高等教育の発展のためにIT技術者を支援する非営利団体EDUCAUSEによれば、LMSの選定と導入に特有の挑戦として、教育プランや教育機関の方針との適合・教員の教授スタイルとの調和・高いクオリティのコンテンツ作成、といった点がある。これらの理由から、選定と導入に当たっては学生・教員を含む全てのステークホルダーを巻き込むべきとされている。

通常の要件定義と同様にステークホルダーの実現したい授業内容、形態に応じて細かな要件が決定され、そこから実際に選定作業が始まる。教育用システムの当該工程を助ける物として、いくつかのチェックリストが提案されている。

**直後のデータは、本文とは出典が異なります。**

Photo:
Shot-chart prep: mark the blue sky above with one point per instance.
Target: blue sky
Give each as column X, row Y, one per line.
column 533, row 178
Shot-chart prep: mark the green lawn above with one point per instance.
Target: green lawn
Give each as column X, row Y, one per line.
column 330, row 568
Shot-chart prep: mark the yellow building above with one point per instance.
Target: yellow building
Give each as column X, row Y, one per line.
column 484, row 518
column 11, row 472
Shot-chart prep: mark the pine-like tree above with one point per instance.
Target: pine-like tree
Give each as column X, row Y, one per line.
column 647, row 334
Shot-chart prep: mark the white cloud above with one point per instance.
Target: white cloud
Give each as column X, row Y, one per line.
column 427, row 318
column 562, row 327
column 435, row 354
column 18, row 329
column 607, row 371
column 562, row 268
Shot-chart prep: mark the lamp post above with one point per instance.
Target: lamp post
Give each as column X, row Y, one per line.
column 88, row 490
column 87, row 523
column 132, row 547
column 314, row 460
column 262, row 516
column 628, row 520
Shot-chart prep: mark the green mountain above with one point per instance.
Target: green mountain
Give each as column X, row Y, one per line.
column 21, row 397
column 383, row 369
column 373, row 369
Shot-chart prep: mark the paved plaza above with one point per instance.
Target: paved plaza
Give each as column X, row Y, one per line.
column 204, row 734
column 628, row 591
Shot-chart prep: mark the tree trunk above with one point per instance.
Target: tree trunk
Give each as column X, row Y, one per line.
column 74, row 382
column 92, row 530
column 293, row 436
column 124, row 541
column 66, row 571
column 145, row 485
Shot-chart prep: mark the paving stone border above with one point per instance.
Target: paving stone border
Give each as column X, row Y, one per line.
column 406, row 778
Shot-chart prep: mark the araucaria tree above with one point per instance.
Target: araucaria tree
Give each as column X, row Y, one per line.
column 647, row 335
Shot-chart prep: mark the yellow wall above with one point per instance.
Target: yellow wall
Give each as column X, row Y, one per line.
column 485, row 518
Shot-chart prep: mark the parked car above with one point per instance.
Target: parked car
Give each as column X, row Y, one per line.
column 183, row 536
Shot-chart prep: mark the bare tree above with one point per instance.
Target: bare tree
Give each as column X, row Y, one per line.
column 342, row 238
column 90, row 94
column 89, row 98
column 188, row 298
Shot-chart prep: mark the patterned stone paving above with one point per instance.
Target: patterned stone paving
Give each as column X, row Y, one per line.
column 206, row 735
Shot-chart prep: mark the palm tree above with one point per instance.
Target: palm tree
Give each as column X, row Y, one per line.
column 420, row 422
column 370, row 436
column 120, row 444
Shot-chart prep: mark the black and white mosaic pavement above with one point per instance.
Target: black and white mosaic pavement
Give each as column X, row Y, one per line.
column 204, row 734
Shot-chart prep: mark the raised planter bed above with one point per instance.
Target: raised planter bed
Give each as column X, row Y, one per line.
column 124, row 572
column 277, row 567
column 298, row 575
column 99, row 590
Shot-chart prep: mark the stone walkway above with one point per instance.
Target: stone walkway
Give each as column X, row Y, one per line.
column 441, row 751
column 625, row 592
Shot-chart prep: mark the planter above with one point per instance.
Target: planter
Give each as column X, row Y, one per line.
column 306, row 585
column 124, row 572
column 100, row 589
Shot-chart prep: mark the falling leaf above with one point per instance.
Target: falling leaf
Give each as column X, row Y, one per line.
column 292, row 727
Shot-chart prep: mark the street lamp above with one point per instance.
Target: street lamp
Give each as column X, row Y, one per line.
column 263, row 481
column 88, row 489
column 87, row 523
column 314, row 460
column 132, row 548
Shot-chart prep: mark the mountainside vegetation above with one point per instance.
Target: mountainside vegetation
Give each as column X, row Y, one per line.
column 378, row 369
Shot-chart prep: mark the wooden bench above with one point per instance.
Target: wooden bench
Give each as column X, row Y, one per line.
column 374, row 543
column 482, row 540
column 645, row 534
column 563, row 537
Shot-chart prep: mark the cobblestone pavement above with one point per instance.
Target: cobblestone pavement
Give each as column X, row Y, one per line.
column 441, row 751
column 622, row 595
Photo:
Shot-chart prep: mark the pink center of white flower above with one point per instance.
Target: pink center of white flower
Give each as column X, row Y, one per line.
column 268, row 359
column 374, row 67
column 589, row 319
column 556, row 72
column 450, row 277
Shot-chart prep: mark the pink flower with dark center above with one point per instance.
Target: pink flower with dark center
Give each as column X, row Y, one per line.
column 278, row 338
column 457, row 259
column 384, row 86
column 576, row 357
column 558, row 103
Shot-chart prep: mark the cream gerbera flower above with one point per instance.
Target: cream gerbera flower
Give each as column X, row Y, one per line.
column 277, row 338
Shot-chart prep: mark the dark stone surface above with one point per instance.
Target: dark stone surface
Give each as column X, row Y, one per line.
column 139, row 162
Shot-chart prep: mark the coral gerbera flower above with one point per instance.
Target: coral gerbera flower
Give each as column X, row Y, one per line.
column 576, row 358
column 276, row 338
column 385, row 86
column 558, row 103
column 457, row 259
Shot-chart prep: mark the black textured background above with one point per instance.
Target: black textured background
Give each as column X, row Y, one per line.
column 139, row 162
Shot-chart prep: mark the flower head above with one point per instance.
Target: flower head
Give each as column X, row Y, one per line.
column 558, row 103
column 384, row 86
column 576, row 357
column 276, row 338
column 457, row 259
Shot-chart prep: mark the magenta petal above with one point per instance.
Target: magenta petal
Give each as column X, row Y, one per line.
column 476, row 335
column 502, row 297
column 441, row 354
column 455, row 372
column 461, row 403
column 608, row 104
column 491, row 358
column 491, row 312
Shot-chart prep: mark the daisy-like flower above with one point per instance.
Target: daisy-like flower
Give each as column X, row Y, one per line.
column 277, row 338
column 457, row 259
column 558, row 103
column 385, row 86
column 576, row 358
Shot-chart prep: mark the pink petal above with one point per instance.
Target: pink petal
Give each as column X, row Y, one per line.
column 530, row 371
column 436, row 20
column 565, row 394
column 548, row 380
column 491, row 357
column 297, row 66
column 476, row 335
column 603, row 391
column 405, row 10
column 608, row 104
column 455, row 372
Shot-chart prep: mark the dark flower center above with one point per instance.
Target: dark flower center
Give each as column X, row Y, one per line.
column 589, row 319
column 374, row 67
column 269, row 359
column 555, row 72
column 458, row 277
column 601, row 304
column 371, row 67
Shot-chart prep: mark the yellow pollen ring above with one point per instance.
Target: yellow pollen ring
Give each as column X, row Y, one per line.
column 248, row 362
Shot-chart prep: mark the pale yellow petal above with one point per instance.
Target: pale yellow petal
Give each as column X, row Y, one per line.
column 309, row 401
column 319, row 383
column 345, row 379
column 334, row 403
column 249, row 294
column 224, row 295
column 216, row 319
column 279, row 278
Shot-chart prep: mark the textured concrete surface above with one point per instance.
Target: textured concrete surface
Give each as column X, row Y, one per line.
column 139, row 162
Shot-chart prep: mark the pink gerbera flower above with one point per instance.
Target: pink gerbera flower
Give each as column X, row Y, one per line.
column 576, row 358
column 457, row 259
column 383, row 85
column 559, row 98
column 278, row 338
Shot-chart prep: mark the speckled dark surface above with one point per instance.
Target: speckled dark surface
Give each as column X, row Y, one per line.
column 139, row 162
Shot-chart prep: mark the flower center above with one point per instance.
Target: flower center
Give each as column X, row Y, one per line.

ちなみにChoosing a Learning Management Systemの中では業界標準も議論されており、検討の際にコンプライアンスを考慮に入れるのも一案。

システム選定チェックリスト例:

実際の教授陣との教授内容・スタイルについて持たれている考えを引き出すと共に、上記に照らして過不足を補い、選定・提案作業を行うことができる。参考までにLearning & Talent Systems Core to Driving Performanceから人気のある機能を調査した結果が公開されている。モバイル対応に高い要望があり、マーケティング・サーベイ・ソーシャルネット対応・クラウドベースなどが続いていて興味深い。

先述のサイズから分かるように、利用者が1,000名未満の場合は、機能をある程度犠牲にしてもMoodleのように費用を抑え経験を積めるLMSから始めることが良いように思われる。実際の授業者の要望、利用者の希望とのフィットギャップ分析を行い、今後数年間の規模の拡大に応じて、上記のLMS、そしてさらなる中小規模の特化型LMSの追加調査・検討を行いロードマップを作成、長期的支援体制を構築することが望ましい。

所感

最近の学生はWhatsappやメール・Skype・Office 365・Google Driveを駆使し、国や地域を超えてグループワークや就活などをする。これら既に多数あるシステムに加えて新たなシステムが導入されると乱立によって不評ということもある。LMSがこれら確立されたツールの使い勝手を凌駕するとは考えにくいので、それらと連携する方針をとっているLMSの方が学生の受けは良いと思われる。

最近、Udemyや、大学のコースを有料で解放しているCourseraや企業が中心となって実践的なコースを提供するUdacityなどがSFベイエリアではかなりの人気を博している模様。また定額制のSkillshareは実用的でありながら月$10と価格も十分に安い。

さらに、転職したい人や新しい分野で技術を身に付けたい人のために、数ヶ月間フルタイムで授業を提供するGeneral Assemblyと呼ばれる学校が人気がある様子だ。中身は最新のプログラミングや機械学習など。Googleなどの企業向けにもコースを設けている。学生が新しいキャリアを築くというモチベーションを持っていることや、人材市場の高い流動性、教育内容と需要との合致が学校が成功する必要条件か。

EdTechと呼ばれるこの領域もFinTechやAdTechなどと並んで盛んに技術的革新が提案されている分野の一つであり新興企業が多数あるものと思われるが、教育機関のスピード感とは依然相容れないことが予想される。この点において、プロジェクト進行のためのステークホルダーマネジメントも丁寧にフォローすることが求められる。